入江は中盤の選手である。自らドリブルしていった。
だがパスカットされ、逆にドリブルされる。
愛がそれを止める。
横からうまくボールを奪い取り、ドリブルしていく。
愛は速かった。
敵陣に切り込んでいき、シュートコースを狙う。しかしディフェンダーが壁になった。
咄嗟に周囲を見回す。入江が後ろから駆けて来た。
愛はバックパスを送る。
入江はロングシュートを放った。それはポストバーの上を越えた。
ボールはゴールキックになる。
コーレ大阪のキーパーは、ロングボールを放った。中盤を越え、一気に横浜ブラウのペナルティエリアまで伸びる。
愛は全速力で走った。
コーレ大阪の攻撃を、自陣に戻った横浜ブラウの選手たちで防ぐ。ごちゃまぜになった赤と青のユニフォームの間を、ボールだけがあてなく回る。
その群集劇から脱け出したのは、竜斗だった。
ボールを浚ってタッチライン際を走り、後を追ってきた入江につなぐ。
コーレ大阪の選手が横からタックルをしてきた。入江はうまく交わせずに、ボールは誰もいない場所へこぼれてゆく。
それを真っ先に拾ったのは愛だった。
馴れた足さばきでボールをキープすると、愛はくっと前を向いた。何度もピッチを走ったスパイクシューズの底で芝を強く蹴ると、ボールと共に駆けてゆく。
――絶対に勝つぞ。
ゴールだけを見ていた。
「負けなくて良かった」
試合後、ドレッシングルームでの早巳の第一声はそれだった。
「後半、危ない場面はあったが、得点を奪われなかった。この難しい試合を引き分けで終われたのは、我々にとって重要なことだ。次につながる一戦だった」
そう言って全員をねぎらうと、コーチたちを連れて先にドレッシングルームを出ていった。
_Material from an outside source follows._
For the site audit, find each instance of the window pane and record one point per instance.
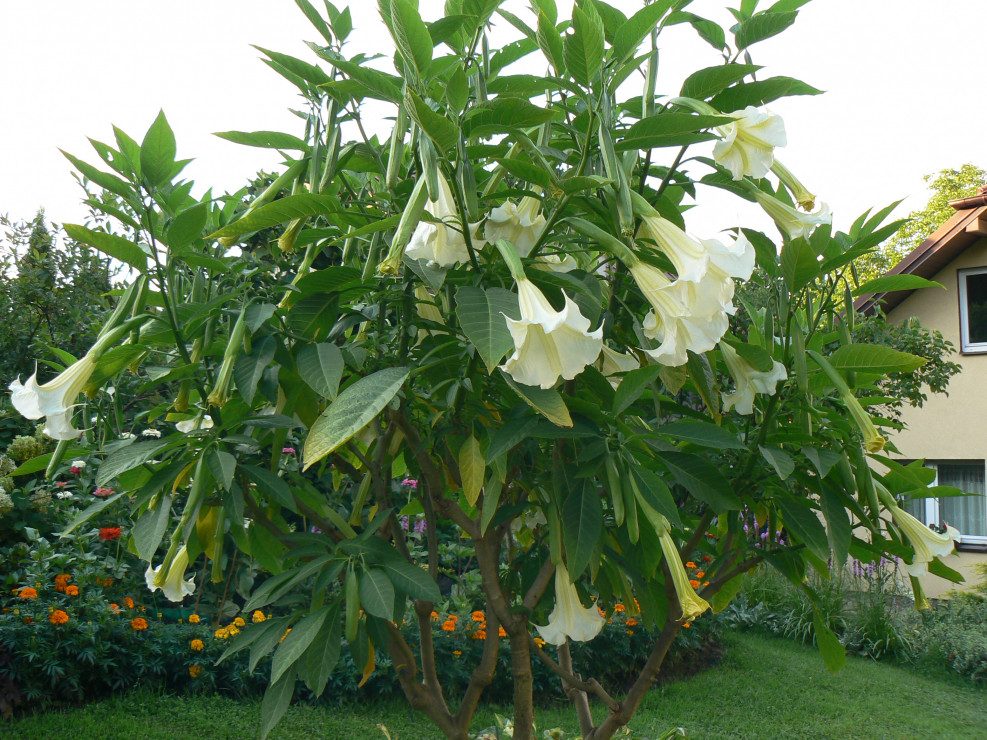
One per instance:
(976, 301)
(967, 513)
選手たちがどこか黙々と帰り支度をする中で、愛もまた自分の荷物を片付けていた。だが頭の中は、今終わった試合のことで熱くなっていた
――ゴールを決められなかった。
悔しい気持ちだけが、全身を駆け巡っている。
――チャンスはあったのに、全部外してしまった……
自分の失敗した場面が、スローモーションで再生される。あの時、またあの時と、ボールがゴールを外れた光景だけが、鮮明に甦ってくる。
――俺はチャンスを活かせなかった。
久しぶりの試合だったのに、と口惜しくなる。
――ゴールを決められなかった……俺はストライカーなのに……
荷物と一緒に溜息も肩で担ぐと、重たくなった足を引きずるように、最後にドレッシングルームを出た。
その足が、一瞬竦んだように止まる。
目の前に、早巳がいた。
通路には他に誰もいない。先にバスへ向かったと思っていた早巳が、ドアの前にいた。
愛は驚いたが、そんなことを意にかける様子もなく、早巳は壁にもたれていた背を起こした。
「磯崎」
いつもと変わらない無機質な声が、愛の感情を強張らせる。
「……はい」
「今日はお前の身勝手な動きで、試合に負けるところだった」
「……」
愛の呼吸が、首を強く絞められたかのように息苦しくなった。
「私はゴールを奪われないようにしろと指示したのに、お前はゴールばかり狙っていた。私の言うとおりにできないのであれば、クラブを辞めてもらっても構わない」
「……」
愛は反射的に口を開きかけた。違います、監督。俺は勝ちたかったんです。ゴールを決めたかったんです――
だが、言葉は出なかった。
早巳は沈黙から顔を背けて、足早に立ち去る。
愛は信じられない気持ちで、その背中を追った。試合の熱は急速に失せ、頭の中は真っ白になっている。